The Battle of Sardis took place in 395 BC between Sparta and the Achaemenid Empire. The battle saw a confrontation between Spartan forces led by Agesilaus II and Persian troops commanded by Tissaphernes near the city of Sardis, the administrative center of Persian Asia Minor.

== Background ==
Following the end of the Peloponnesian War (404 BC), Sparta emerged as the dominant Greek power but soon faced widespread opposition due to its aggressive policies in Greece and Asia Minor. Seeking to curtail Persian influence in Ionia, Lysander, the famed Spartan admiral who had orchestrated Athens’ defeat in 404 BC, sought to rally Greek cities against Persia.

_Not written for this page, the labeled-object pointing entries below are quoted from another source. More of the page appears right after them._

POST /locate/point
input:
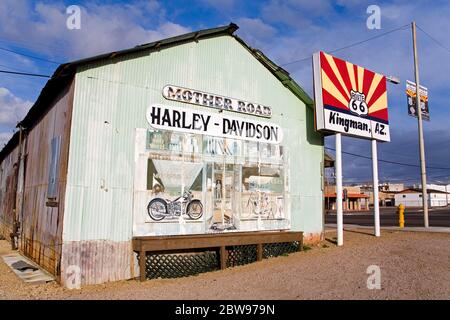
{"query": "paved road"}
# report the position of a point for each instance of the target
(389, 217)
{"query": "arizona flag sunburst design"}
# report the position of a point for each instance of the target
(350, 99)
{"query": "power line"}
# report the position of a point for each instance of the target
(434, 39)
(351, 45)
(391, 162)
(29, 56)
(25, 74)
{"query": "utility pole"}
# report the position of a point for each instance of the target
(423, 173)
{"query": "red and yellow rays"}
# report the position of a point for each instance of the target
(339, 77)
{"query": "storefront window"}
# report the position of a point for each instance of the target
(221, 182)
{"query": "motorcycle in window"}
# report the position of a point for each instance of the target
(159, 208)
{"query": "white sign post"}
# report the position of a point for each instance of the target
(339, 213)
(376, 202)
(350, 100)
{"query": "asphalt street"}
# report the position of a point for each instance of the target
(439, 217)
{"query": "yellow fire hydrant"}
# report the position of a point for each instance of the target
(401, 216)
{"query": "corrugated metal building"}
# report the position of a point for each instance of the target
(77, 180)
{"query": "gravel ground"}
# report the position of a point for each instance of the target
(413, 266)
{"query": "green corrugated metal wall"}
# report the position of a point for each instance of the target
(111, 99)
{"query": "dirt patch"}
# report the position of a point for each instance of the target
(413, 266)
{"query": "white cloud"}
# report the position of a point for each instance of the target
(4, 138)
(256, 32)
(104, 28)
(12, 108)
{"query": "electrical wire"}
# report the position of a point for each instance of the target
(434, 39)
(390, 162)
(29, 56)
(25, 74)
(350, 45)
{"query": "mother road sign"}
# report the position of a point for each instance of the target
(349, 99)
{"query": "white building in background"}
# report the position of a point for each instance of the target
(412, 197)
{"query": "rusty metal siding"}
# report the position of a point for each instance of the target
(8, 179)
(42, 225)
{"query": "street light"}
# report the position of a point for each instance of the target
(393, 79)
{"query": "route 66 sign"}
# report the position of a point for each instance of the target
(357, 103)
(349, 99)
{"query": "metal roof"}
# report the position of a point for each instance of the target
(65, 72)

According to the treaties signed in 412 and 411 between Sparta and the Persian Empire, the latter became the overlord of the Greek city-states of Asia Minor. In 401, these cities and Sparta supported the bid of Cyrus the Younger (the Persian Emperor's younger son and a good friend of Lysander) against his elder brother, the new emperor Artaxerxes II, who nevertheless defeated Cyrus at Cunaxa. As a result, Sparta remained at war with Artaxerxes, and supported the Greek cities of Asia, which fought against Tissaphernes, the satrap of Lydia and Caria. In 397 Lysander engineered a large expedition in Asia headed by Agesilaus, likely to recover the influence he had over the Asian cities at the end of the Peloponnesian War. In order to win the approval of the Spartan assembly, Lysander built an army with only 30 Spartiates (full Spartan citizens), so the risk would be limited; the bulk of the army consisted of 2,000 neodamodes (freed helots) and 6,000 Greek allies. In addition, Agesilaus obtained the support of the oracles of Zeus at Olympia and Apollo at Delphi.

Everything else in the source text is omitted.